Haplotype information is useful for various genetic analyses, including genome-wide association studies. Determining haplotypes experimentally is difficult and there are several computational approaches that infer haplotypes from genomic data. Among such approaches, single individual haplotyping or haplotype assembly, which infers two haplotypes of an individual from aligned sequence fragments, has been attracting considerable attention. To avoid incorrect results in downstream analyses, it is important not only to assemble haplotypes as long as possible but also to provide means to extract highly reliable haplotype regions. Although there are several efficient algorithms for solving haplotype assembly, there are no efficient method that allow for extracting the regions assembled with high confidence.

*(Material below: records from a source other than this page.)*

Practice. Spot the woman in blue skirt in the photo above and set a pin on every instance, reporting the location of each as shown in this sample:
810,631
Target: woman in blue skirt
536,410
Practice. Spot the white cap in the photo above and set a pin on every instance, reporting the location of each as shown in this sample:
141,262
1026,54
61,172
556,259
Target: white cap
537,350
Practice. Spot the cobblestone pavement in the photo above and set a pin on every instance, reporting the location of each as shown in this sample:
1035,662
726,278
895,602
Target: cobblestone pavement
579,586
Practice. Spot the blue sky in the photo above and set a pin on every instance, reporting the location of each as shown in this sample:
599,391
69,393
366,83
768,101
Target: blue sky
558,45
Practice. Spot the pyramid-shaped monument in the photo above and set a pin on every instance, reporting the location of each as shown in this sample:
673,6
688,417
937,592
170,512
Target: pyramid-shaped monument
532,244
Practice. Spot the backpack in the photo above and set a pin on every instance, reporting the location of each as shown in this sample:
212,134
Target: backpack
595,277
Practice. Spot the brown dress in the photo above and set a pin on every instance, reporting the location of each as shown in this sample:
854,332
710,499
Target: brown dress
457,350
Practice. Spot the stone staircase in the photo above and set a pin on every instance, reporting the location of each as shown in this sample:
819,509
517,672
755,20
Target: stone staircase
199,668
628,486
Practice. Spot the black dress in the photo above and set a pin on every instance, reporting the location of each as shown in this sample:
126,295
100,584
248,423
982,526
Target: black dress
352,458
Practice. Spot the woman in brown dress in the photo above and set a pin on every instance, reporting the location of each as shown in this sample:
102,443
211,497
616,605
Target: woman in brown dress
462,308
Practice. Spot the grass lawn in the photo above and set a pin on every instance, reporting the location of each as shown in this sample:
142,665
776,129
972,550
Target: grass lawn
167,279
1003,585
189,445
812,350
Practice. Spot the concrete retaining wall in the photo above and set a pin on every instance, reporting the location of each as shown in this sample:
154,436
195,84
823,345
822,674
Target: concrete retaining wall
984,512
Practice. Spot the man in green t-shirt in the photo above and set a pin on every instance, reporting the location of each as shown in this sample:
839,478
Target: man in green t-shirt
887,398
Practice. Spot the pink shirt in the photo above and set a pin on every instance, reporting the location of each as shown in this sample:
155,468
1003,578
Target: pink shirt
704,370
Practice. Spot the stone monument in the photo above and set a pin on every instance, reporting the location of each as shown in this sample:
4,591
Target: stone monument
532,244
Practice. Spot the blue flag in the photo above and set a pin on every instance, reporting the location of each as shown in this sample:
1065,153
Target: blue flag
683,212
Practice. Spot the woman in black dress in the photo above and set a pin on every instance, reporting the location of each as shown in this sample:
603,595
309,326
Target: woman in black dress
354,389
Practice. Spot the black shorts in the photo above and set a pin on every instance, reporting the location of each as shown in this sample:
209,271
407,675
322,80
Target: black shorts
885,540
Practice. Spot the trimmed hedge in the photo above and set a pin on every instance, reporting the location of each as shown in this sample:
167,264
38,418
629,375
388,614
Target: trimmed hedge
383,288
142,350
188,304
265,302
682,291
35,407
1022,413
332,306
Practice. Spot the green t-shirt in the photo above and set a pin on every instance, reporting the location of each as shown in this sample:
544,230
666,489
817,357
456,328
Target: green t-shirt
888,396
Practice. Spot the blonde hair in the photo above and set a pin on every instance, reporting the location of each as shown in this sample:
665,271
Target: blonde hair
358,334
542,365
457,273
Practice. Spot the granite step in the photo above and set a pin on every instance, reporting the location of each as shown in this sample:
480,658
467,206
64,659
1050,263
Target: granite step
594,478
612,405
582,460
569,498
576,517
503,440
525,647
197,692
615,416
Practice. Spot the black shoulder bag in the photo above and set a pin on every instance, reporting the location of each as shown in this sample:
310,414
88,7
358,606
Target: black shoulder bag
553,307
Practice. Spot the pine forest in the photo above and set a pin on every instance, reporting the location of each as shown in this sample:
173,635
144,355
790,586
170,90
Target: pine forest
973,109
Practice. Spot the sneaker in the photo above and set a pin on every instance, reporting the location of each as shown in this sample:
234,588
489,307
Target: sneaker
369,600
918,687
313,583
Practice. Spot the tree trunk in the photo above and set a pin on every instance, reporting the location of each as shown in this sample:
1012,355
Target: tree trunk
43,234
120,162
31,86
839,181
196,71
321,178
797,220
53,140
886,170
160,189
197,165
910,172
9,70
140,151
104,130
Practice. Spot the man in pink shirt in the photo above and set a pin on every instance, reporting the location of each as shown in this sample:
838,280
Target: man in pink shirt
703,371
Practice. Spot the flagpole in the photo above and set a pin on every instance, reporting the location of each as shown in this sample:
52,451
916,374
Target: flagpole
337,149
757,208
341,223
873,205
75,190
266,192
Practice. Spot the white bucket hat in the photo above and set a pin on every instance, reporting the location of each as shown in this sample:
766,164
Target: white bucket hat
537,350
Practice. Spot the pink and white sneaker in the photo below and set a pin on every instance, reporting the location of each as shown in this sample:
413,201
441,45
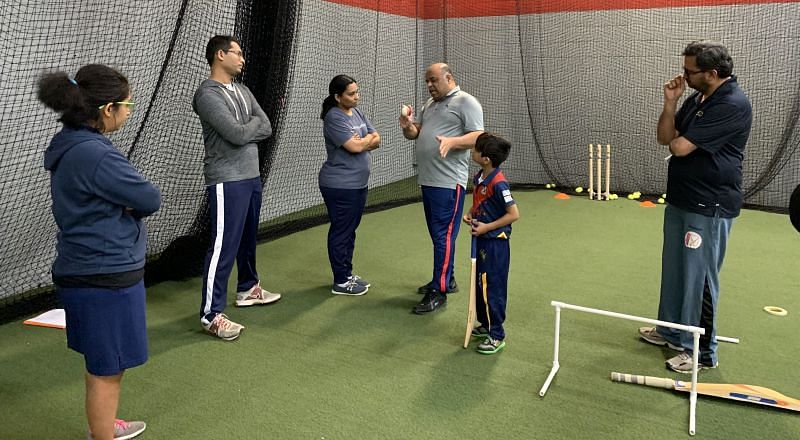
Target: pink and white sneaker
125,430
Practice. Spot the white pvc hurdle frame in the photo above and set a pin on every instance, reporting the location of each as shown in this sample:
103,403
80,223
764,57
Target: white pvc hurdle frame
696,332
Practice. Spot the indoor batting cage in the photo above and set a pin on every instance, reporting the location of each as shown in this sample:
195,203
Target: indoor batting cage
552,77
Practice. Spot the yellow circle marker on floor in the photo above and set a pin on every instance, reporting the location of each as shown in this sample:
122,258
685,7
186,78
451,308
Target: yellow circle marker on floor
777,311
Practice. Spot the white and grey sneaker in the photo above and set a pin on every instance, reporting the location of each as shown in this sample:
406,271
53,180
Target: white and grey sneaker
350,287
222,327
256,295
652,336
360,281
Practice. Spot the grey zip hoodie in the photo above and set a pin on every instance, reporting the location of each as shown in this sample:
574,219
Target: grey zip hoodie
233,123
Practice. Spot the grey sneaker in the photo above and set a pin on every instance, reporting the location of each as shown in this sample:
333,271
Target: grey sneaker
224,328
350,287
124,430
682,363
651,335
360,281
490,346
256,295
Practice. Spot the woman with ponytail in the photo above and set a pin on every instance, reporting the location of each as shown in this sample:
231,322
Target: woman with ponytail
349,137
99,200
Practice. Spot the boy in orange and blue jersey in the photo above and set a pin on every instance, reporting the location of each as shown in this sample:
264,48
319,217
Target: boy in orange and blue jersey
493,211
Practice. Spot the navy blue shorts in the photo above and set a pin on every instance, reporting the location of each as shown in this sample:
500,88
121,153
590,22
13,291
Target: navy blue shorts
107,326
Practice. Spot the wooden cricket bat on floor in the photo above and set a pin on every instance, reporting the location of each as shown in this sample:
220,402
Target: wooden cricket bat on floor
732,391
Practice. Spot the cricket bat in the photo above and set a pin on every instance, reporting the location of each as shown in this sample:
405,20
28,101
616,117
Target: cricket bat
472,287
732,391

We develop a probabilistic model, called MixSIH, for solving the haplotype assembly problem. The model has two mixture components representing two haplotypes. Based on the optimized model, a quality score is defined, which we call the 'minimum connectivity' (MC) score, for each segment in the haplotype assembly. Because existing accuracy measures for haplotype assembly are designed to compare the efficiency between the algorithms and are not suitable for evaluating the quality of the set of partially assembled haplotype segments, we develop an accuracy measure based on the pairwise consistency and evaluate the accuracy on the simulation and real data. By using the MC scores, our algorithm can extract highly accurate haplotype segments. We also show evidence that an existing experimental dataset contains chimeric read fragments derived from different haplotypes, which significantly degrade the quality of assembled haplotypes.


We develop a novel method for solving the haplotype assembly problem. We also define the quality score which is based on our model and indicates the accuracy of the haplotypes segments. In our evaluation, MixSIH has successfully extracted reliable haplotype segments. The C++ source code of MixSIH is available at webcite.